Em 1998, sabemos hoje, os tempos eram de mudança. O primeiro-ministro, António Guterres, prometia uma ‘paixão pela educação’ e o desenvolvimento sustentável que não houvera nos tempos dos PM Cavaco I, II e III. O presidente da República, Jorge Sampaio, fazia discursos que ninguém entendia. Apareciam os telemóveis e a Internet e o ‘bug’ do milénio assustava os crédulos. A classe média-baixa fazia férias em time-sharing, a classe média comprava segunda casa, a classe baixa estava lixada e a alta preparava-se para lixar os restantes. Eu trabalhava no Verão para comprar uma guitarra eléctrica e lia, lia muito. Assim, o meu sonho teria sido, caso eu tivesse sonhado, ser guitarrista ou escritor. Porém, e em parte devido ao meu crescimento e à minha educação espartana e orientada para lidar bem com o insucesso, nunca fui um grande sonhador. além de que tal ideia nunca me foi apelativa.
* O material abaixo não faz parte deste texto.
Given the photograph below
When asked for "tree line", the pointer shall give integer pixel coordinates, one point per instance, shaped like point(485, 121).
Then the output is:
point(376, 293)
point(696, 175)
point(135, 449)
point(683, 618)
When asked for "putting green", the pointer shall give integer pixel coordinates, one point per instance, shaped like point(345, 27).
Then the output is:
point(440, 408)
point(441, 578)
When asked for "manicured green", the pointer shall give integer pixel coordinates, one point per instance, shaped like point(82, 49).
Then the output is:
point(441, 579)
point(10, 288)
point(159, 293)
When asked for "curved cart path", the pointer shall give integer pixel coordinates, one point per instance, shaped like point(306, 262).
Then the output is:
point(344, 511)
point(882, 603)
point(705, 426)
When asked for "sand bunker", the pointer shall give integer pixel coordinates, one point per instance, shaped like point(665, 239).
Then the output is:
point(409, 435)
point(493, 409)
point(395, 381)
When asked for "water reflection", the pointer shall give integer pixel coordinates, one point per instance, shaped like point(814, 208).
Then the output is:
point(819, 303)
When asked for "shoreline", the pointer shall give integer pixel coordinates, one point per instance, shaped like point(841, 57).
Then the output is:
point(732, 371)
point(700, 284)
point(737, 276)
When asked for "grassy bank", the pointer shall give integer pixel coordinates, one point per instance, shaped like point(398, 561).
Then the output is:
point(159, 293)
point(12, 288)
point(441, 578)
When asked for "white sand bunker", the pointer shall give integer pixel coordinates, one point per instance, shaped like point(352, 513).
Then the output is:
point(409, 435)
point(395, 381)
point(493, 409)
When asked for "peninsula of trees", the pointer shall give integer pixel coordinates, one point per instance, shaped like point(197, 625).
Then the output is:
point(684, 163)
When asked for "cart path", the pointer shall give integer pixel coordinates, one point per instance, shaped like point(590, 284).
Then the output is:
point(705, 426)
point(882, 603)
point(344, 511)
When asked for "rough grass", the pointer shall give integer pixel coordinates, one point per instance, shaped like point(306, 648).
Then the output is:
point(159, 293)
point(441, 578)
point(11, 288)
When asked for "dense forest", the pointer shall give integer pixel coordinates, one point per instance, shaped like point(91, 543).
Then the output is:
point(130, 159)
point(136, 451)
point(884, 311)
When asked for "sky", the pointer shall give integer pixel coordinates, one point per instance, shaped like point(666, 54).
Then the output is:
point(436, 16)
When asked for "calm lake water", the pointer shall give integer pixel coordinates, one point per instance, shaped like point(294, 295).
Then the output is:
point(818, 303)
Tentei sempre ser tão racional quanto possível, eliminando do meu processo mental quaisquer ideias românticas sobre o futuro.

A mais antiga memória que tenho do que queria ser quando crescesse, e que foi também a minha primeira, digamos, desilusão profissional remonta à minha infância, quando uma advogada amiga do meu pai me fez a tradicional pergunta “o que queres ser quando fores grande”. Respondi-lhe que queria ir para a Marinha, ao que ela reagiu com um sorriso sarcástico e uma pergunta retórica: “Para a Marinha? Oh, meu querido, só se fosse para a americana!” Nos anos que se seguiram, eu ainda “quis ser” arquitecto, advogado e engenheiro, mas chegados a 1998 eu estava-me perfeitamente nas tintas, ocupado com as minhas leituras e diatribes interiores. Acabei por ir para Ciências da Comunicação quase por acaso e com a mera ambição de trabalhar num jornal — prova tanto da minha excessiva modéstia quanto da insensatez típica da idade.

Hoje, que desejo eu? Pouca coisa, além de ter uma vida pacata e, evidentemente, feliz. Se era isto, a minha professora acertou – e eu sou o que sonhei ser. Mas se aquilo que ela achava que eu deveria ser não passava de um mero reflexo das suas frustrações – nesse caso errou cabalmente.

Agora que penso nisso, a minha professora de Português, alguém de quem eu guardo boas memórias e que, infelizmente, não mais voltei a ver, teria à data a idade que eu tenho agora. Julgando-a à imagem do que eu sinto hoje, ela não seria assim tão sábia.

Que se lixe a sabedoria dos mais velhos.